Inside Leo Costelloe’s world of broken dolls and birthday cake jewels

Imbued with a sense that something is a little ‘off’, the cult jeweller’s work often looks like an Edwardian ghost child’s hair bow has been picked off the floor and set in silver

Artist Leo Costelloe has garnered a cult following for his jewellery, which often looks like a child’s hair bow has been picked off the floor and set in silver. Maybe the child is Edwardian, or a ghost (untimely end), but there’s something slightly ‘off’ about the beautiful rings and chains he occasionally sells. “I grew up outside of the city, in a really beautiful place,” says Costelloe of his upbringing in Australia. “We didn’t have a lot of money or anything, but it was beautiful. And kind of fucked,” he adds with a laugh. “Something I’ve learned growing up, is it doesn’t matter where you go, there’s always an element of something wrong. And that’s where my work stems from. It’s a little bit dark.”

Since moving to London a decade ago, Leo has explored the slightly fucked-ness of the world through precious materials. First flowers, then metals, and now hair and glass in a recent gallery show at Guts Gallery. After five years working in the capital, he found his way to Central Saint Martins to study jewellery design at 24, wanting to learn how to make things. “I wanted to study fine art but it’s too wishy washy. I think I wanted a skill set. And the things I wanted to make, I just had no concept of how to make!” 
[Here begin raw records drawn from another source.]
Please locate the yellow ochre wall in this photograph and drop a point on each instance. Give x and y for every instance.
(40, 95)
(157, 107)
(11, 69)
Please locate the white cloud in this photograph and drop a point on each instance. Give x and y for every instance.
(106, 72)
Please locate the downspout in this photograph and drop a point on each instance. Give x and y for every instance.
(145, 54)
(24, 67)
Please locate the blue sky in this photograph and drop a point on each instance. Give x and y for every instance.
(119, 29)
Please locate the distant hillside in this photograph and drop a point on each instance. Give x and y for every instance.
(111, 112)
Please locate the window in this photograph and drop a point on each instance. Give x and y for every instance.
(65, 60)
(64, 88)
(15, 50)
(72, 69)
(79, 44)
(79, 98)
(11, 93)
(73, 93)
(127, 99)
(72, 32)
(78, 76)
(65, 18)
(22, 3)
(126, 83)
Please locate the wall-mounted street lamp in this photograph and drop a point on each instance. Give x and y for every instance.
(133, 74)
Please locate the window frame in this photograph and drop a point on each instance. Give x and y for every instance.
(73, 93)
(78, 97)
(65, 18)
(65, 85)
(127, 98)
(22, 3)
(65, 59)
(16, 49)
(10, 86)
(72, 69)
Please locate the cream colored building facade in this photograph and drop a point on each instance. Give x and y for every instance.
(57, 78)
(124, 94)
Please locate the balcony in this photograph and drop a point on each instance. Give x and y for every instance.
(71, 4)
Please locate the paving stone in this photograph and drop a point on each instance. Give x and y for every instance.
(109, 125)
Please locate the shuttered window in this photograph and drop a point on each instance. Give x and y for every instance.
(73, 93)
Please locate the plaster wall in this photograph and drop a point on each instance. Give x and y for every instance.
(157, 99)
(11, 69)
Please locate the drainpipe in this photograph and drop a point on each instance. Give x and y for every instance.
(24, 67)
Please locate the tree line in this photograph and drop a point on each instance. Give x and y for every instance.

The jewellery he’s created since, which he occasionally advertises for sale on Instagram, is delicate and sinister – collapsed bows are suspended from pastel ribbons, chain links are hung with stars, ribbons become candle sticks, and carved abalone or caged gems are crafted into necklaces. “I think it’s maybe communicating ideas surrounding femininity and masculinity,” he says with a slightly ironic tone. In particular, it’s the malleable teenage era that interests him. “I suppose queer people watch girlfriends have these milestones, while I just had the internet. I wanted to emulate the same things as them online, but I was a teenage boy and I think that’s where it’s all born from.” The thought of it makes Costelloe laugh and roll his eyes. “It’s really funny to me – I was taking nude selfies of myself in a canopy bed and exploring these hyper feminine aesthetics like dying my hair really blonde or putting it into rollers.” 

This Lana del Rey-fuelled world of Tumblr femininity was writ large with soft when warm at Guts. Rather than intimate, meant-to-be-worn pieces, Leo presented a series of sculptures. A cascade of synthetic hair secured by a glass bow and baby blue ribbon was called Dyson Airwrap Tutorial Alone; I Feel So Emotional, like extra hair swept off a doll’s head and onto the gallery’s wall by an envious breeze. Glass is a new material for Costelloe, both delicate and monumental when presented large scale like in the show. He’s been learning this tricky material with glass artist Andrea Spencer, who’s based in Antrim in Northern Ireland. There was also a doll (a new obsession) cast in silver, with a wig of its own, a huge mauve many-tiered cake, and a large glass bow. And some woven copper underwear. 

In soft when warm, Costelloe’s internet dreams were made real – the selfies on the canopy bed, the hair in rollers, the feminine and the sinister hand in hand. “I’m trying to navigate this weird, like liminal space between my two worlds, of commissioned [jewellery] work and sculptures. There’s fashion aspects to the work, and more static art ones. It’s like two aspects of my world.” His world isn’t much like ours, with his glass bows looking like ectosplasm that at any minute might flow off the wall and up around your neck. “My universe is so specific. And the points of reference, I’ve been using them for the same amount of time that I’ve been making jewellery, and when I was making cakes, and before that flowers. It’s all the same research, just applied through different materials… I’m just trying to work out what I enjoy the most.”